SURABAYA – Menjelang musim liburan panjang, memastikan kendaraan berada dalam kondisi puncak adalah kunci untuk menjamin perjalanan yang aman dan nyaman. Khususnya bagi pemilik mobil konvensional (bermesin bensin atau diesel), pemeriksaan menyeluruh adalah langkah wajib untuk menghindari berbagai masalah di tengah perjalanan, seperti overheating atau mogok.
Para ahli otomotif sangat menyarankan untuk melakukan general check-up di bengkel tepercaya. Pengecekan secara umum ini bertujuan untuk mengungkap ‘penyakit’ tersembunyi mobil Anda, sehingga perbaikan bisa dilakukan sebelum Anda memulai petualangan liburan.
Berikut adalah tujuh komponen utama yang harus Anda periksa secara mendalam sebelum mobil Anda siap melaju jauh:
1. Sistem Pelumasan Mesin dan Kualitas Oli

Oli adalah darah bagi mesin. Sebelum berangkat, pastikan volume oli mesin berada pada batas yang ideal dan kualitasnya masih prima.
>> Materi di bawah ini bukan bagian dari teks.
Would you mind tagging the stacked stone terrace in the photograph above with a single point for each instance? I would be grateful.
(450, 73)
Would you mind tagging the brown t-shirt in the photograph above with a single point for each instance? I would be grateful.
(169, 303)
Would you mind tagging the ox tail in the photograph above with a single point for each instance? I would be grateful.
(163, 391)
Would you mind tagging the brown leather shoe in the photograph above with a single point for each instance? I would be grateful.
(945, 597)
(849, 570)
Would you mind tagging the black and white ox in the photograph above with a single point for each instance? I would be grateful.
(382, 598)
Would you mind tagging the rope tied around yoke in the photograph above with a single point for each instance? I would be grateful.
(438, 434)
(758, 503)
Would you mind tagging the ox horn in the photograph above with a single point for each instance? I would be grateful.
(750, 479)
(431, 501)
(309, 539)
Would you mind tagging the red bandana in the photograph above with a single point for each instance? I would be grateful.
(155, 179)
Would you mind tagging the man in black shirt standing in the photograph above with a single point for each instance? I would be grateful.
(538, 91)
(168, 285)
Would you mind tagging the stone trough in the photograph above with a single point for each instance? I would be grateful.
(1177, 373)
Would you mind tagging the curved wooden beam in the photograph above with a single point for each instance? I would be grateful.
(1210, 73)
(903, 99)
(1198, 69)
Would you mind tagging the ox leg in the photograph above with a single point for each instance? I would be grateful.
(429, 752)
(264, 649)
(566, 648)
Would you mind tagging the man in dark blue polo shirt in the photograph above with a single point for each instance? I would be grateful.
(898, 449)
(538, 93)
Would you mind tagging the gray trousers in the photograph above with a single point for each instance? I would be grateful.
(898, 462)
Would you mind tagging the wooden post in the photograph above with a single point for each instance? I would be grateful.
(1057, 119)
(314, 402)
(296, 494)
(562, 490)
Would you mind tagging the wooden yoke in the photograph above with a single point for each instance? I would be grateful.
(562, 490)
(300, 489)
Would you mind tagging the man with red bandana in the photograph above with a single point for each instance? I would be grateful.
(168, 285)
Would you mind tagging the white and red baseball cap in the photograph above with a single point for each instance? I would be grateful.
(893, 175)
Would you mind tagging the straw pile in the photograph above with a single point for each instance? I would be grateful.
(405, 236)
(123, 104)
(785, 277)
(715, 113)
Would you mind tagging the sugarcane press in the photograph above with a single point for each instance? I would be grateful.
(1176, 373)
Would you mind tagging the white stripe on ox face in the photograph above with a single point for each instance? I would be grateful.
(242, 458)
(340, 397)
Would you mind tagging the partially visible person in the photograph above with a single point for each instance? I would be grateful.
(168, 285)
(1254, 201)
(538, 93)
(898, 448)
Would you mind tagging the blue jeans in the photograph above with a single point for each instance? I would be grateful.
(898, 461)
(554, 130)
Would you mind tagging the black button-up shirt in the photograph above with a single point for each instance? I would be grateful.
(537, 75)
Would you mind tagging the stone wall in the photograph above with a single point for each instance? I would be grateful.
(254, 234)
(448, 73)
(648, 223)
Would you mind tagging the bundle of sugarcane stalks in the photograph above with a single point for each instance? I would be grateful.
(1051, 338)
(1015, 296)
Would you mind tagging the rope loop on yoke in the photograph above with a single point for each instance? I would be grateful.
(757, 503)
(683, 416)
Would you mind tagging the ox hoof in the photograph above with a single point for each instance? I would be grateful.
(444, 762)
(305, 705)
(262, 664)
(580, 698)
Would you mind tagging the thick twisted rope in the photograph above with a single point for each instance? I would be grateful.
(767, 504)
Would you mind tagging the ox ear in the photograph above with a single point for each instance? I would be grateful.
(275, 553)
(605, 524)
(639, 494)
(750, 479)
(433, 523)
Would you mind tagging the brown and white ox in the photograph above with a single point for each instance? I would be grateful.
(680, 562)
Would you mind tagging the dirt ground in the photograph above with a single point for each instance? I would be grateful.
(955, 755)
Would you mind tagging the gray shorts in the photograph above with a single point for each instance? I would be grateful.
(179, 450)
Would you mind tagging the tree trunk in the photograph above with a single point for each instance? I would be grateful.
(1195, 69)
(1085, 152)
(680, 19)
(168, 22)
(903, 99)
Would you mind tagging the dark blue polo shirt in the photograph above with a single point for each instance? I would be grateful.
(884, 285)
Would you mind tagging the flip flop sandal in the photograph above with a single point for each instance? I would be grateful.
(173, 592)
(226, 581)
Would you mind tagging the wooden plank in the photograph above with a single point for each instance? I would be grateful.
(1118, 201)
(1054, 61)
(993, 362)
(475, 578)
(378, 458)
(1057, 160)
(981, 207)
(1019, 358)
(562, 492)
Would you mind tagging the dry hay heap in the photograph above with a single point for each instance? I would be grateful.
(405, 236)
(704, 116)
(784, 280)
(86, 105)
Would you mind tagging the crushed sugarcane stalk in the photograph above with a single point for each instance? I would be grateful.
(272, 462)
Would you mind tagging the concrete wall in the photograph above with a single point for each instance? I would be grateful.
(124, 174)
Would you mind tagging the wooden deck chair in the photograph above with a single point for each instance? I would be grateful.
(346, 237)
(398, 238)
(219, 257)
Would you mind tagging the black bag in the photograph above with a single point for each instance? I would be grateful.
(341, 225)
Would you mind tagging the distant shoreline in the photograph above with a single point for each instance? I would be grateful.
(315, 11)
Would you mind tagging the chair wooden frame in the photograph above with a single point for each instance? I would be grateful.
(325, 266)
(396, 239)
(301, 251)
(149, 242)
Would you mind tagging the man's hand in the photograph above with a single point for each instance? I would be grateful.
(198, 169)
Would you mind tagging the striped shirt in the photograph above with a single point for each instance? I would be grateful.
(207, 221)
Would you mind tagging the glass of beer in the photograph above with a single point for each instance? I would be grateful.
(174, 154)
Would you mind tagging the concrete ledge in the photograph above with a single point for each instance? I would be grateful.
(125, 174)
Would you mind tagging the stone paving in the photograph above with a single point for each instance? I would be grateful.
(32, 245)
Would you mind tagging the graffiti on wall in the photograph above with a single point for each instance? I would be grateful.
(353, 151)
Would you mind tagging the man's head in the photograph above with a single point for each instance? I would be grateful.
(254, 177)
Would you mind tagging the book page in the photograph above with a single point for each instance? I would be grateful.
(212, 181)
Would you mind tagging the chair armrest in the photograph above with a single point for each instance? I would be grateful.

Jika angka kilometer pada mobil Anda sudah mendekati jadwal ganti oli, segera lakukan penggantian. Menggunakan oli baru akan menjamin pelumasan mesin berjalan optimal, melindungi komponen dari gesekan berlebihan selama menempuh jarak yang panjang.
2. Komponen Vital Pengereman

Keselamatan bergantung penuh pada rem. Periksa ketebalan kampas rem, baik untuk roda depan maupun belakang. Batas aman minimum umumnya adalah 2 mm. Ganti segera jika sudah terlalu tipis. Selain itu, perhatikan level dan kejernihan minyak rem; pastikan berada di level yang cukup dan tidak terlihat keruh, karena minyak rem yang terkontaminasi dapat mengurangi efektivitas pengereman.
3. Sistem Pendingin Anti Overheat

Sistem pendingin adalah garda terdepan melawan panas mesin. Pastikan cairan radiator (coolant) berada di batas level yang memadai dan warnanya masih bersih. Periksa juga kondisi selang-selang radiator. Pastikan tidak ada tanda-tanda getas, bocor, atau mengembung, yang bisa menjadi penyebab utama kebocoran dan overheat. Jangan lupa, pastikan kipas radiator menyala normal ketika mesin mencapai suhu tinggi.
4. Kelistrikan Utama (Aki) dan Drive Belt

Daya hidup mobil Anda ada pada aki. Pastikan aki mobil Anda tidak ‘soak’ dan mampu menyalakan mesin dengan normal. Cek juga terminal aki untuk memastikan kebersihannya dari kotoran atau karat. Di area yang sama, perhatikan sabuk drive belt atau fan belt. Periksa apakah ada retakan atau keausan parah, karena sabuk yang putus di jalan akan menghentikan seluruh operasi mobil Anda.
5. Kondisi Ban dan Kaki-kaki
Meskipun sering dilupakan, ban adalah satu-satunya komponen yang bersentuhan langsung dengan permukaan jalan. Periksa tekanan angin ban agar sesuai dengan rekomendasi pabrikan—termasuk ban cadangan. Pastikan tidak ada benjolan atau keausan abnormal. Ban yang sehat sangat krusial untuk kestabilan kendaraan, terutama saat bermanuver atau melaju kencang di jalan tol.
6. Fitur Penerangan dan Visibilitas
Berkendara di malam hari atau dalam cuaca hujan membutuhkan visibilitas maksimal. Pastikan seluruh sistem penerangan berfungsi sempurna: lampu utama (jarak dekat dan jauh), lampu rem, lampu sein, dan lampu kabut. Selain itu, periksa bilah wiper dan cairan wiper kaca. Ganti bilah wiper jika sudah mengeras atau menyapu tidak bersih.
7. Cairan Penunjang Lainnya
Selain oli mesin dan minyak rem, beberapa cairan lain juga perlu dicek:
-
Minyak Power Steering (Jika non-elektrik): Pastikan levelnya memadai untuk menjamin kemudi terasa ringan dan responsif.
-
Air Wiper: Isi ulang tangki air wiper agar Anda siap menghadapi lumpur atau kotoran yang menempel di kaca selama perjalanan.
Dengan melakukan pemeriksaan terhadap ketujuh poin krusial ini, Anda telah mengambil langkah proaktif untuk memastikan mobil Anda siap menempuh ribuan kilometer dengan aman dan tanpa gangguan. Selamat berlibur!